Storage
This module provides both non-persistent and persistent storage and interpolation to be used by any module in Colossus.
Basics
There are two levels of storage: all stored fields are stored in dictionaries in memory. The data can be of any type, if persistent storage is used the data must be pickleable. The persistent storage can be turned on and off by the user, both generally and for each field individually.
Each “user” of the storage module receives their own storage space and a uniquely identifying hash code that can be used to detect changes that make it necessary to reset the storage, for example changes in physical parameters to a model. The code example below shows how to set up a storage user within a class:
from colossus.utils import storage
class DemoClass():
def __init__(self, some_parameter = 1.5):
self.some_parameter = some_parameter
self.su = storage.StorageUser('myModule', 'rw', self.getName, self.getHashableString,
self.reportChanges)
self.some_data = [2.6, 9.5]
self.su.storeObject('test_data', self.some_data, persistent = False)
return
def getName(self):
return 'MyModule'
def getHashableString(self):
param_string = 'MyModule_%.4f' % (self.some_parameter)
return param_string
def reportChanges(self):
print('Changes in this module detected, storage has been reset.')
return
def loadData(self):
data = self.su.getStoredObject('test_data')
return data
In the constructor, we have given the storage module pointers to three functions that return a
unique name for this module, a hashable string, and one that should be called when changes are
detected. The hashable string must change if the previously stored data is to be discarded upon a
parameter change. In the class above, we discard the field some_data
when a change in
some_parameter
is detected. The persistent
parameter determines whether this object will
be written to disk as part of a pickle and loaded next time the same user class (same name and
same hash code) is instantiated. Let us now try loading the data:
dc = DemoClass()
print(dc.loadData())
>>> [2.6, 9.5]
Let us now change some_parameter
. The data object is discarded and the load function returns
None
, indicating that no valid some_data
for the new hash string was found:
dc.some_parameter = 1.2
print(dc.loadData())
>>> 'Changes in this module detected, storage has been reset.'
>>> None
The storage module offers native support for interpolation tables. For example, if we have stored a table of variables x and y, we can get a spline interpolator for y(x) or even a reverse interpolator for x(y) by calling:
interp_y_of_x = su.getStoredObject('xy', interpolator = True)
interp_x_of_y = su.getStoredObject('xy', interpolator = True, inverse = True)
where su
is a StorageUser
object. The
getStoredObject()
function returns None
if no object is
found.
Module reference
- class utils.storage.StorageUser(module, persistence, func_name, func_hashstring, func_changed)

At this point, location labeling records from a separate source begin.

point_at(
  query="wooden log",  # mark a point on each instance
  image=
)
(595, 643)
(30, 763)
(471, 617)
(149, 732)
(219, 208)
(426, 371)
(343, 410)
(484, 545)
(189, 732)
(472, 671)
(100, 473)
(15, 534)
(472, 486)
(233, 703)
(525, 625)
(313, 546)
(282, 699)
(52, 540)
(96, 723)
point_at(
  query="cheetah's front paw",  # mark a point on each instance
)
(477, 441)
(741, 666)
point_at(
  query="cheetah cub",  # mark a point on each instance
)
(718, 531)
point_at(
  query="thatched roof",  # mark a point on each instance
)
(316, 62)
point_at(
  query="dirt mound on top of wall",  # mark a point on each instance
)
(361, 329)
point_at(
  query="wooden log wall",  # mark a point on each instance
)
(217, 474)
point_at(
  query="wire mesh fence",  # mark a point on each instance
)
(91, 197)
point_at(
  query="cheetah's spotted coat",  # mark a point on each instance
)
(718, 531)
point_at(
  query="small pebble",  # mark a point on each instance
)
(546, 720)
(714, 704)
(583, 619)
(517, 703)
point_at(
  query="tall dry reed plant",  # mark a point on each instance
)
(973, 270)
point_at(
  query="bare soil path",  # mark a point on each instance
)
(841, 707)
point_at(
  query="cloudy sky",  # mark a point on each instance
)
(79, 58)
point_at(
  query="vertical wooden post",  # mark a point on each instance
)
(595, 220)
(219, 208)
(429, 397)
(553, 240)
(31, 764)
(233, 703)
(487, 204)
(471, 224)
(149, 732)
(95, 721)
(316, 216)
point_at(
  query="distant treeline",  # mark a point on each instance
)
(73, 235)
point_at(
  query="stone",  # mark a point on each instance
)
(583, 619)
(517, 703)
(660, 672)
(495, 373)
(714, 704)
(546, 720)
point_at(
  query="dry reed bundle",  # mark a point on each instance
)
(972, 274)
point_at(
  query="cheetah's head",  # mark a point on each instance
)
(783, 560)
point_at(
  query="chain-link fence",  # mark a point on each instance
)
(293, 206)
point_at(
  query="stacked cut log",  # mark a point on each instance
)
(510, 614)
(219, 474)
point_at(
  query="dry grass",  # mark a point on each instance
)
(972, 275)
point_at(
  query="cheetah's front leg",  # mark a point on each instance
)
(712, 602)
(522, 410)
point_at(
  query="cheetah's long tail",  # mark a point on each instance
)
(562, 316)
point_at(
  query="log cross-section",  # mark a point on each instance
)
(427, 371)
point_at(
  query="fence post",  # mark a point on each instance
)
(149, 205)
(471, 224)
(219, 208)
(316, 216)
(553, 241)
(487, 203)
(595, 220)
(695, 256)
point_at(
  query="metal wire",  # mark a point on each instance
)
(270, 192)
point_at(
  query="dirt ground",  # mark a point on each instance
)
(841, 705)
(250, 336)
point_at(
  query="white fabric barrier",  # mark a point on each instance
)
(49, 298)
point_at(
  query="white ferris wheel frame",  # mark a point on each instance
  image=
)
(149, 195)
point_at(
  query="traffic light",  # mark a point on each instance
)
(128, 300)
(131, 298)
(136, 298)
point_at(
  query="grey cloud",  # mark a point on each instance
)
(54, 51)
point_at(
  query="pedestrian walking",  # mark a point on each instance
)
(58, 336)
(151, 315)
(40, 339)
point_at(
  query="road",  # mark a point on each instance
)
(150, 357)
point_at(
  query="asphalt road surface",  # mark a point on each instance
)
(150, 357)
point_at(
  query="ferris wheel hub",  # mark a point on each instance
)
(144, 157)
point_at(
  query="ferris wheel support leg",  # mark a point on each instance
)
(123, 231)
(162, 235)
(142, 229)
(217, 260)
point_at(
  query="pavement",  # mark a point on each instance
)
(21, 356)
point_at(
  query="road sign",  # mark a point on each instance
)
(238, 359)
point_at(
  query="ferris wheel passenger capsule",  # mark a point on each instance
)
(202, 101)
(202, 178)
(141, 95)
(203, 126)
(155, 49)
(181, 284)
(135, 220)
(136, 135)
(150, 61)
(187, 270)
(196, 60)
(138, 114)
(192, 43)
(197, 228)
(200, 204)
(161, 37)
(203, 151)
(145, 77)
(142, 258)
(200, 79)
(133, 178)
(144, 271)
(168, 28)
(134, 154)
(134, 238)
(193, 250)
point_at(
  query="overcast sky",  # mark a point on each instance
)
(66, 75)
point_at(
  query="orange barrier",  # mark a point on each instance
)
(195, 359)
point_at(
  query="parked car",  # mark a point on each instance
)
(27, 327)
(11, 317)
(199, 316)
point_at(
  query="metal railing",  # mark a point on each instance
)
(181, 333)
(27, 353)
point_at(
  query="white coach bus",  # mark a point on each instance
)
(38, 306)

A storage user object allows access to persistent and non-persistent storage.
- Parameters
- module: str
The name of the module to which this user belongs. This name determines the cache sub- directory where files will be stored.
- persistence: str
A combination of
'r'
and'w'
, e.g.'rw'
or''
, indicating whether the storage is read and/or written from and to disk.- func_name: function
A function that takes no parameters and returns the name of the user class.
- func_hashstring: function
A function that takes no parameters and returns a unique string identifying the user class and any of its properties that, if changed, should trigger a resetting of the storage. If the hash string changes, the storage is emptied.
- func_changed: function
A function that takes no parameters and will be called if the hash string has been found to have changed (see above).
Methods
Check whether the properties of the user class have changed.
getHash
()Get a unique string from the user class and convert it to a hash.
getStoredObject
(object_name[, interpolator, ...])Retrieve a stored object from memory or file.
Create a unique filename for this storage user.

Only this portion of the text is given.